1977’de İstanbul’da doğdu. Birkaç seçkin kitabevinde satış danışmanı ve yöneticilik yaptı. İstanbul’da yaşıyor. İlk öyküsü "Kısa ve Öykü" dergisinde yayımlandı.

“Uçsuz bucaksız başak denizinde, saman balyalarının gölgesinde uyuyan ırgatların yanına uzanmış, kaçamak bakışlarla birbirini gözlüyorlardı. Birisi sürekli not alırken diğeri eskiz karalıyordu. Nal sesleri dikkatlerini dağıtana kadar ikisi de aynı rengin en muhteşem halinin peşinde hayallere dalmıştı. Aslında dikkatlerini dağıtan atlı adamlar değil, işçilerin telaşla görevlerinin başına dönme gayretleriydi. Yorgunluktan bitap düşmüş olmalarına rağmen, bir lokma ekmek için biat etmelerini kaldıramıyorlardı.”

Romana başlamıştı, biter mi bilinmez. Notların yığına dönüşeceği, karakterlerin savrulacağı, odağın dağılacağı, hevesin azalacağı kesin. Başlanmış çok, bitmiş yok, denilecek bir istikrar sahibidir yazarımız. 

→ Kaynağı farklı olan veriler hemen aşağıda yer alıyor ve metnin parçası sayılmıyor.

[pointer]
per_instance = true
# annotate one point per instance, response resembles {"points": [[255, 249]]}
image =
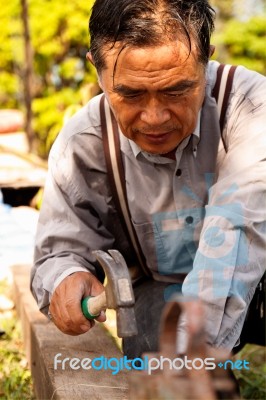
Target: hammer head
{"points": [[118, 290]]}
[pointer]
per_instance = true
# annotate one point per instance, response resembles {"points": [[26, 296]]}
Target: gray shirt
{"points": [[201, 214]]}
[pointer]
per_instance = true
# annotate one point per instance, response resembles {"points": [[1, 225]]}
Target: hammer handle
{"points": [[92, 306]]}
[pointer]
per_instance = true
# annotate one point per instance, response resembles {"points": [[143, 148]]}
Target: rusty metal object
{"points": [[168, 383]]}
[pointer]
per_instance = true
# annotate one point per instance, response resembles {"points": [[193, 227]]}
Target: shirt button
{"points": [[189, 220]]}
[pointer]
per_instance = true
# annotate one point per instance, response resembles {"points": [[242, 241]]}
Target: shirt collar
{"points": [[195, 137]]}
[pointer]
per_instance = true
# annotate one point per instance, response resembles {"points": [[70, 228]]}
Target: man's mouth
{"points": [[158, 137]]}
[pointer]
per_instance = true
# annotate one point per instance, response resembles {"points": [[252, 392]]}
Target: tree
{"points": [[61, 74]]}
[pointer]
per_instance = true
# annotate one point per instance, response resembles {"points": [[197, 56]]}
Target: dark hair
{"points": [[140, 23]]}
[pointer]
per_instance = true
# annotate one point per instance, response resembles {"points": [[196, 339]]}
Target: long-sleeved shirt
{"points": [[202, 214]]}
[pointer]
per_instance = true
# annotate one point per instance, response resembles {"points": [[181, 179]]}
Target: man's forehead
{"points": [[121, 52]]}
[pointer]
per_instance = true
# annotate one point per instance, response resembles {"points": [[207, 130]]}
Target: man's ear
{"points": [[212, 50], [89, 57]]}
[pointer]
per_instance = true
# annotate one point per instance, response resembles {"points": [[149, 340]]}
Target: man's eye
{"points": [[174, 94]]}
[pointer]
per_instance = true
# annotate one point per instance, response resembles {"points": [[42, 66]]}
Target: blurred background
{"points": [[43, 69]]}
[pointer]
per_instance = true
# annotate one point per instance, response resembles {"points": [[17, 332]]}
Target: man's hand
{"points": [[65, 308]]}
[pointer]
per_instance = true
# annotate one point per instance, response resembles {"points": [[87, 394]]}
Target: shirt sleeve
{"points": [[230, 259], [75, 214]]}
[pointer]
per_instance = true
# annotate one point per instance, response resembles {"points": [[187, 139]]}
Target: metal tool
{"points": [[118, 294], [194, 382]]}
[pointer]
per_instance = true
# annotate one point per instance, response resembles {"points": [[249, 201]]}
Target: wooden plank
{"points": [[43, 341]]}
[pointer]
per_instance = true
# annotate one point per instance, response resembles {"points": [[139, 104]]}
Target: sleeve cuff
{"points": [[66, 273]]}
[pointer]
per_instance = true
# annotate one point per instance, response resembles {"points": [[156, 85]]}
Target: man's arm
{"points": [[74, 220], [231, 256]]}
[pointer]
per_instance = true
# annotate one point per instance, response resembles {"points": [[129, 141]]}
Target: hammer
{"points": [[118, 294]]}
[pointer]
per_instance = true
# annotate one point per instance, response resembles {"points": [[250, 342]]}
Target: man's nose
{"points": [[155, 113]]}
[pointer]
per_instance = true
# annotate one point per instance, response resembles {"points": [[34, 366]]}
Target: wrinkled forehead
{"points": [[179, 49]]}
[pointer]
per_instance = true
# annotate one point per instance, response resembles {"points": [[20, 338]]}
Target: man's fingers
{"points": [[65, 306]]}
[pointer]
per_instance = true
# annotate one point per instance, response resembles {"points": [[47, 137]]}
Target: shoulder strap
{"points": [[221, 91], [115, 169]]}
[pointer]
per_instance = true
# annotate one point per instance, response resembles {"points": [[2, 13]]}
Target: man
{"points": [[196, 195]]}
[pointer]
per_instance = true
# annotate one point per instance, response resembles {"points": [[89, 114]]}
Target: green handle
{"points": [[85, 308]]}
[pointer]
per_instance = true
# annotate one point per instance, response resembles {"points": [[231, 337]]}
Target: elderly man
{"points": [[195, 188]]}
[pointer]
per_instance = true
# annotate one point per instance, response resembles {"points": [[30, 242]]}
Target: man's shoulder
{"points": [[247, 83]]}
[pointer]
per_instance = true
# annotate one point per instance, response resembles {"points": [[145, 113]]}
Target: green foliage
{"points": [[245, 43], [59, 36]]}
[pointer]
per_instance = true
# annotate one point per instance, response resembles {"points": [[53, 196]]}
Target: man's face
{"points": [[155, 93]]}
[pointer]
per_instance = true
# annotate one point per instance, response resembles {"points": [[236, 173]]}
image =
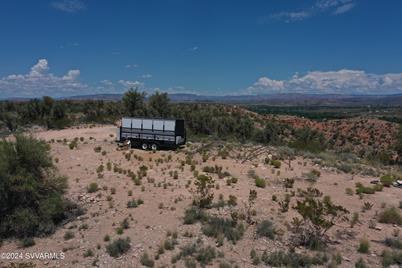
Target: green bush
{"points": [[260, 182], [146, 260], [215, 227], [390, 215], [281, 258], [276, 163], [391, 257], [364, 246], [92, 187], [194, 214], [118, 247], [393, 242], [266, 229], [31, 192], [387, 180], [360, 263]]}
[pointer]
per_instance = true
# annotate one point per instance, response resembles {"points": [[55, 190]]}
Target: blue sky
{"points": [[75, 47]]}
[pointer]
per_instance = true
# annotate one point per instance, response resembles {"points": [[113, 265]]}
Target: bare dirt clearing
{"points": [[94, 158]]}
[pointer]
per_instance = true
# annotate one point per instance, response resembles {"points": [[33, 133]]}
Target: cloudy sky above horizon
{"points": [[78, 47]]}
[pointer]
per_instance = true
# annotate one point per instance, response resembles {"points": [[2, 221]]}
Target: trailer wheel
{"points": [[154, 147]]}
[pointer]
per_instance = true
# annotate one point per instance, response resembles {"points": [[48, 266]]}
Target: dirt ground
{"points": [[166, 198]]}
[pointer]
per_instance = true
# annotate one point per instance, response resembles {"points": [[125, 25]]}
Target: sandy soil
{"points": [[165, 200]]}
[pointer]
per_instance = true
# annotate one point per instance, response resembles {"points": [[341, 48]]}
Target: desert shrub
{"points": [[260, 182], [360, 263], [68, 235], [118, 247], [364, 246], [204, 185], [134, 203], [146, 260], [354, 220], [31, 192], [349, 191], [390, 215], [88, 253], [276, 163], [361, 189], [255, 259], [318, 216], [214, 227], [232, 200], [391, 257], [281, 258], [367, 206], [387, 180], [266, 229], [194, 214], [204, 255], [92, 187], [73, 144], [393, 242], [288, 182], [27, 242]]}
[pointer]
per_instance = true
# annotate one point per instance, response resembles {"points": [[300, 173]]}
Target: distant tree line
{"points": [[225, 122]]}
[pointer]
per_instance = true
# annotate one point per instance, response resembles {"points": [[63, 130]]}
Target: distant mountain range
{"points": [[291, 99]]}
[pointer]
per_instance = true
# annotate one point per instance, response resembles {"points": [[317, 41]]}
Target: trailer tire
{"points": [[154, 147]]}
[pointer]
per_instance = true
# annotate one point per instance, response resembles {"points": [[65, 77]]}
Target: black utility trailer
{"points": [[152, 133]]}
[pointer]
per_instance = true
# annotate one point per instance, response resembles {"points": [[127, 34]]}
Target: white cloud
{"points": [[146, 76], [40, 82], [265, 82], [344, 8], [131, 84], [131, 66], [335, 7], [333, 82], [70, 6]]}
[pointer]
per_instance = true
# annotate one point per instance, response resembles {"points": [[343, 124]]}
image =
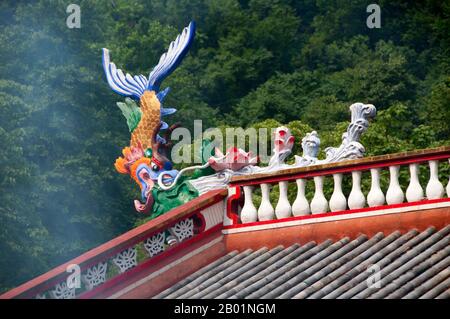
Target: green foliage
{"points": [[256, 63]]}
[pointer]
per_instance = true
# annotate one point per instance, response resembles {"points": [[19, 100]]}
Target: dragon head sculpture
{"points": [[147, 159]]}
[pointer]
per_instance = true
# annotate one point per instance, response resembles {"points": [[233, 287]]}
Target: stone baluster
{"points": [[394, 193], [434, 189], [265, 210], [375, 196], [356, 199], [248, 212], [319, 203], [338, 201], [414, 192], [300, 207], [283, 208]]}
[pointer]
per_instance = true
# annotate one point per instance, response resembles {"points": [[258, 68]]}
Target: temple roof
{"points": [[410, 265]]}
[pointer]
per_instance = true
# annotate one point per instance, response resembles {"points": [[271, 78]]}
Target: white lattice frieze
{"points": [[184, 229], [155, 244], [126, 259], [95, 275], [61, 291]]}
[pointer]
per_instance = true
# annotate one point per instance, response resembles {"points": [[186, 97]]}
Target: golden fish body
{"points": [[150, 120]]}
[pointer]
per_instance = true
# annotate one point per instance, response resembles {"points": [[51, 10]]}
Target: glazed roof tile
{"points": [[411, 265]]}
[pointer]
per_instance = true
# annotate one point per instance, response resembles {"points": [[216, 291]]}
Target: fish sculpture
{"points": [[147, 158]]}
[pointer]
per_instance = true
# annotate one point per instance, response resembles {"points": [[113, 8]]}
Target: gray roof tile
{"points": [[413, 265]]}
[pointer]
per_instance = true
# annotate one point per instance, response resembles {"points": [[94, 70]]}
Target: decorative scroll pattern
{"points": [[184, 229], [95, 275], [61, 291], [126, 259], [155, 244]]}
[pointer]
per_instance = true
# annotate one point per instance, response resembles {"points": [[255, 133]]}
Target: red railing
{"points": [[106, 264], [242, 210]]}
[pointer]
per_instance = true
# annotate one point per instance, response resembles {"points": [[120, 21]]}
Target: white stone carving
{"points": [[376, 195], [155, 244], [126, 259], [310, 146], [356, 198], [338, 201], [300, 207], [265, 210], [414, 192], [61, 291], [319, 203], [434, 189], [249, 213], [95, 275], [283, 208], [394, 193], [350, 147], [184, 229]]}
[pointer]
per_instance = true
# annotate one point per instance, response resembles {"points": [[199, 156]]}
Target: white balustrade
{"points": [[319, 203], [265, 210], [394, 193], [356, 198], [249, 213], [338, 201], [434, 189], [376, 195], [414, 192], [300, 207], [283, 208]]}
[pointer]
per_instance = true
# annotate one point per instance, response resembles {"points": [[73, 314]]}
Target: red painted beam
{"points": [[116, 245]]}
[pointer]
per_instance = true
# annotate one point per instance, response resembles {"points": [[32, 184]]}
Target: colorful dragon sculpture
{"points": [[147, 158]]}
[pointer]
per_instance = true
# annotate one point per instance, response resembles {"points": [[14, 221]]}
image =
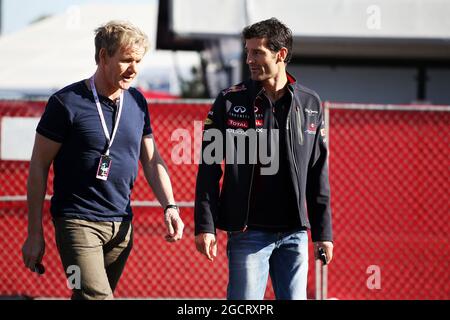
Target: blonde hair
{"points": [[116, 34]]}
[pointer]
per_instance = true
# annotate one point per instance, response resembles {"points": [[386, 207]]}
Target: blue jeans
{"points": [[253, 255]]}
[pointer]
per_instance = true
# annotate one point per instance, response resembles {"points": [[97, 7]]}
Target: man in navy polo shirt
{"points": [[95, 131]]}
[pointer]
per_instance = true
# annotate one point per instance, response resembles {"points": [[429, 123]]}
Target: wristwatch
{"points": [[171, 206]]}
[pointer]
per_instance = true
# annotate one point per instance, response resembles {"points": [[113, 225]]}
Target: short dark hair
{"points": [[115, 34], [278, 35]]}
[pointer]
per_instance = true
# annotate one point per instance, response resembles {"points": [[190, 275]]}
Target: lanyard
{"points": [[109, 138]]}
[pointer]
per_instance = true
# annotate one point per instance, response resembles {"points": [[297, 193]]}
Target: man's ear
{"points": [[103, 56], [282, 54]]}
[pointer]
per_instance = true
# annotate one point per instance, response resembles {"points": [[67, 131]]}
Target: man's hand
{"points": [[33, 250], [206, 244], [174, 225], [327, 246]]}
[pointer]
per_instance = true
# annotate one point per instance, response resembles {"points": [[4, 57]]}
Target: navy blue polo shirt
{"points": [[71, 118]]}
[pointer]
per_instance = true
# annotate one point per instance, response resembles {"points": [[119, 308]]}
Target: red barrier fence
{"points": [[389, 175]]}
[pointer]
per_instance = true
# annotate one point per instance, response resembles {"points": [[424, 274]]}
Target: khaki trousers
{"points": [[98, 250]]}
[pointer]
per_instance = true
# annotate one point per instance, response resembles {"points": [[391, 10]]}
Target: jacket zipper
{"points": [[253, 169], [291, 135]]}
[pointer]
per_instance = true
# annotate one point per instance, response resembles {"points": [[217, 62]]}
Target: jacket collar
{"points": [[256, 86]]}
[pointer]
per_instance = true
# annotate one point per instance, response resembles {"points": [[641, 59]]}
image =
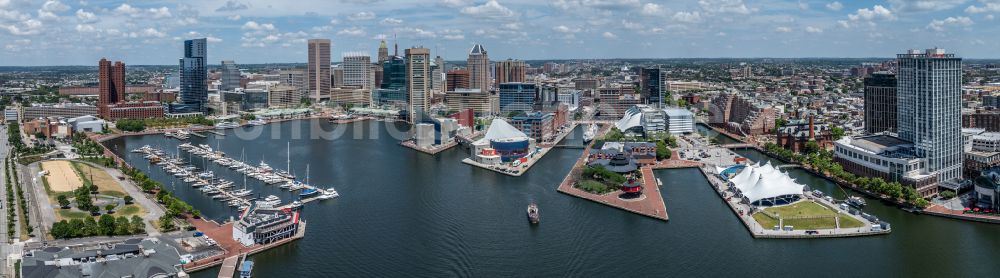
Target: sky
{"points": [[71, 32]]}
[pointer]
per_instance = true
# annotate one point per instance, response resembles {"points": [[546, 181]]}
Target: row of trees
{"points": [[822, 161], [106, 225]]}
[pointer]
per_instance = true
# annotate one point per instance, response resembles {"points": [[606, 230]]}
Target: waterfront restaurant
{"points": [[765, 185]]}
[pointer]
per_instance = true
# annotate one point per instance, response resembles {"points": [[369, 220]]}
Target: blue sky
{"points": [[69, 32]]}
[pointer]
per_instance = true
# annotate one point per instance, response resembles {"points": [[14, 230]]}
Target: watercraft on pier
{"points": [[533, 213]]}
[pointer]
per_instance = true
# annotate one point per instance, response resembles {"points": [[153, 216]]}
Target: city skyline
{"points": [[251, 32]]}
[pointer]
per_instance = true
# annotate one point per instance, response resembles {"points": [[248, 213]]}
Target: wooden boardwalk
{"points": [[228, 268]]}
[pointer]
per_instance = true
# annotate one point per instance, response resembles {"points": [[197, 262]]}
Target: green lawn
{"points": [[805, 208]]}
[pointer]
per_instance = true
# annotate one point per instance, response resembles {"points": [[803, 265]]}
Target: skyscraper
{"points": [[230, 76], [653, 85], [111, 85], [418, 62], [509, 71], [880, 103], [479, 68], [318, 71], [357, 69], [194, 84], [929, 99]]}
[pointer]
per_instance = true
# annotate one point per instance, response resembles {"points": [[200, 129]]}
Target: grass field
{"points": [[823, 217]]}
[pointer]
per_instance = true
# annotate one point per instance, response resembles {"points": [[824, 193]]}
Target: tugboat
{"points": [[533, 213], [856, 201]]}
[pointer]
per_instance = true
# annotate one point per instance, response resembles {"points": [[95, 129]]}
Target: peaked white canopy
{"points": [[761, 182], [500, 130]]}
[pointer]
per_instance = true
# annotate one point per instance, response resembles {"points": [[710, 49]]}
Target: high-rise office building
{"points": [[929, 97], [510, 71], [418, 62], [318, 70], [357, 69], [230, 76], [516, 97], [194, 76], [383, 53], [111, 85], [880, 103], [653, 86], [479, 68]]}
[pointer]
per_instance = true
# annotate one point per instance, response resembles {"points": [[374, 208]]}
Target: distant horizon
{"points": [[61, 32]]}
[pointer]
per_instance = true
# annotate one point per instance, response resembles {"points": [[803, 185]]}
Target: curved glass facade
{"points": [[510, 151]]}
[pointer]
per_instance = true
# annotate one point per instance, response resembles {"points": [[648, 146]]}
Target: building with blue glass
{"points": [[517, 97]]}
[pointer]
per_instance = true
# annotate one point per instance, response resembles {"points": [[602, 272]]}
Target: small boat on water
{"points": [[308, 192], [856, 201], [246, 268], [533, 213]]}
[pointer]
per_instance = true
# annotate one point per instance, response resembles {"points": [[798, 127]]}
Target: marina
{"points": [[488, 210]]}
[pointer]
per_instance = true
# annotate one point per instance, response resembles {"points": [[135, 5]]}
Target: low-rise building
{"points": [[886, 157]]}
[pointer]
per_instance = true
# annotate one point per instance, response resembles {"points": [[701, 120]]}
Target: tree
{"points": [[837, 133], [137, 226], [63, 202], [122, 226], [107, 225]]}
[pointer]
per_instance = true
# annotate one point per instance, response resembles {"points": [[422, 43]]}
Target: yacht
{"points": [[308, 192], [329, 193], [257, 122]]}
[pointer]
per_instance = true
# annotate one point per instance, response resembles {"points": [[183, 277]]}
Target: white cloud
{"points": [[687, 17], [361, 16], [987, 7], [252, 25], [939, 25], [86, 17], [391, 21], [162, 12], [565, 29], [491, 9], [834, 6], [924, 5], [652, 9], [352, 32], [725, 6]]}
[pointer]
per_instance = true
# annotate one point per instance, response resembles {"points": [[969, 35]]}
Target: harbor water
{"points": [[405, 213]]}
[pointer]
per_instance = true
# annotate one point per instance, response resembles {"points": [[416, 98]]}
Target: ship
{"points": [[533, 213]]}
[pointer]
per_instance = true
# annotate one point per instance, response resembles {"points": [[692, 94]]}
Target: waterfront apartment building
{"points": [[653, 86], [284, 96], [194, 75], [418, 61], [230, 76], [516, 97], [535, 125], [481, 103], [740, 113], [929, 102], [65, 110], [456, 79], [880, 103], [510, 71], [318, 72], [612, 102], [357, 70], [986, 118], [111, 85], [478, 66]]}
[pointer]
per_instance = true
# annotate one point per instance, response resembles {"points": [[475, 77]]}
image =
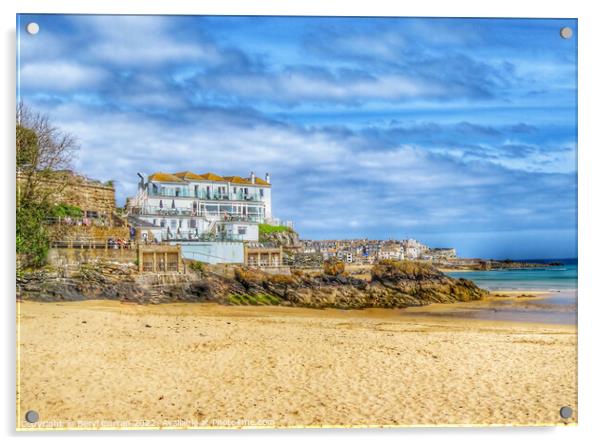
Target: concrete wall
{"points": [[213, 252], [67, 256]]}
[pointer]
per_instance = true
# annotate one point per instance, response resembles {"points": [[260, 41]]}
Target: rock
{"points": [[392, 284]]}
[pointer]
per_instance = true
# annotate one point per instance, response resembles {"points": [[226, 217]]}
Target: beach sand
{"points": [[198, 365]]}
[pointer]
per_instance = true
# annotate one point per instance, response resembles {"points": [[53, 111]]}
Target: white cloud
{"points": [[60, 76]]}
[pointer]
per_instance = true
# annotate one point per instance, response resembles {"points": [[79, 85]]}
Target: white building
{"points": [[413, 249], [190, 207], [391, 251]]}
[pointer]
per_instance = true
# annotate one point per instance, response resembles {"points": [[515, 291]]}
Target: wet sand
{"points": [[99, 364]]}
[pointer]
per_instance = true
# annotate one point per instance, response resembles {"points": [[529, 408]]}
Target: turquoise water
{"points": [[558, 305], [553, 278]]}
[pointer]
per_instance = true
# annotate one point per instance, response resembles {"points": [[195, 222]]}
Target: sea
{"points": [[558, 284]]}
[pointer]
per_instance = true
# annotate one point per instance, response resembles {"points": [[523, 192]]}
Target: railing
{"points": [[83, 221], [94, 243], [193, 235], [166, 212], [238, 196]]}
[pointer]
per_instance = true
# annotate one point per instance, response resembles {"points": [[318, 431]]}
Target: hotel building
{"points": [[190, 207]]}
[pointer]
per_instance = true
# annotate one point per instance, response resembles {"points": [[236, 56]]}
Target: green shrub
{"points": [[66, 210], [196, 266], [32, 239], [266, 229]]}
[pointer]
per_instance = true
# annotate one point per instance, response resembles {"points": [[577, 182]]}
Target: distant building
{"points": [[391, 251], [440, 253]]}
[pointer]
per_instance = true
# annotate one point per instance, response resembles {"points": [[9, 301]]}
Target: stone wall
{"points": [[87, 194], [69, 257]]}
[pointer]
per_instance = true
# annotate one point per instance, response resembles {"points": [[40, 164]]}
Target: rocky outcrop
{"points": [[393, 284]]}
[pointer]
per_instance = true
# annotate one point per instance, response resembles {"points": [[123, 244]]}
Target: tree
{"points": [[42, 151]]}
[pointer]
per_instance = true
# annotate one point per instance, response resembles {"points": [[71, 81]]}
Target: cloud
{"points": [[369, 128], [60, 76]]}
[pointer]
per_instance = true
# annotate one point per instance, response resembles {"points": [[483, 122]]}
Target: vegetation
{"points": [[196, 266], [32, 240], [65, 210], [42, 151], [266, 229], [253, 300]]}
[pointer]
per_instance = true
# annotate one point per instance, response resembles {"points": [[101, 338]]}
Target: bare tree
{"points": [[43, 150]]}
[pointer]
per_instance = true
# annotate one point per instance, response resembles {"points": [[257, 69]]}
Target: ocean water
{"points": [[557, 305], [552, 278]]}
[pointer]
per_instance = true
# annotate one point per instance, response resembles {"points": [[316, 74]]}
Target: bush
{"points": [[266, 229], [196, 266], [66, 210], [32, 239]]}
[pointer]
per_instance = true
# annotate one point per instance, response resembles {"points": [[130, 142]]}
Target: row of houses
{"points": [[366, 251]]}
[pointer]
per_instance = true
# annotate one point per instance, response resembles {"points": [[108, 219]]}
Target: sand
{"points": [[106, 364]]}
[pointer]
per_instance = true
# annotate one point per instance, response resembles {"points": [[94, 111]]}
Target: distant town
{"points": [[367, 251]]}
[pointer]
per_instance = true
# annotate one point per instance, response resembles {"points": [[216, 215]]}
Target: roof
{"points": [[237, 180], [212, 177], [187, 176], [190, 176], [259, 181], [164, 177]]}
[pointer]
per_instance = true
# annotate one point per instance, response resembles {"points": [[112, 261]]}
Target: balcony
{"points": [[178, 211], [203, 195]]}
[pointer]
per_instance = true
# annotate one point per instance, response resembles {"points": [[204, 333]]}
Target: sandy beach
{"points": [[199, 365]]}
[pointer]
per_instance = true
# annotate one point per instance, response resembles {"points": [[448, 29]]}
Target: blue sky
{"points": [[457, 132]]}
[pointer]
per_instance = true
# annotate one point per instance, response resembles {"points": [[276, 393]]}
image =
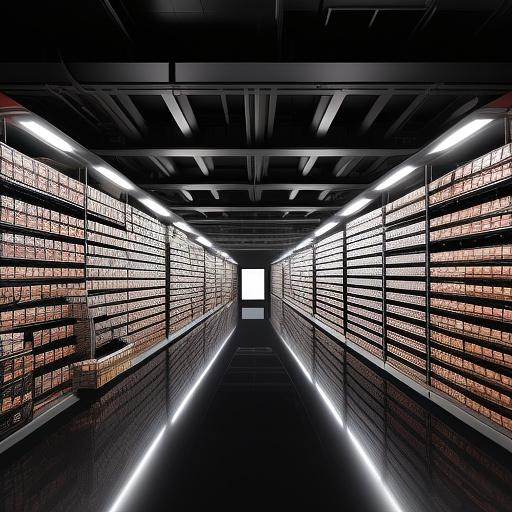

Bir rengin romanını yazabilmek için araştırma yapmaya başlamıştı. Raflarını Yaşar Kemal kitaplarıyla, duvarlarını ise Van Gogh tablolarının kopya baskılarıyla donattı. Not defterlerini o renkle kapladı. Kıyafetlerini o renkte seçti. O rengin hâkim olduğu kafelerde oturdu. Evini o renk çiçeklerle doldurdu. 

Farklı dönemin sanatçılarını kahramanları edinecek, onları karşılaştıracak, çatıştıracak, dostlaştıracak ve ağaların, beylerin kararmış zihinlerine saldırıp elleri morarmış emekçilerin umudunu aşkla ve halayla anlatacaktı. Masmavi gecelere yıldızları asacak, atlı o güzel insanların dönüş yolunu aydınlatacaktı. Sabahın ilk ışıklarıyla arıları ayçiçeklerine salacaktı. 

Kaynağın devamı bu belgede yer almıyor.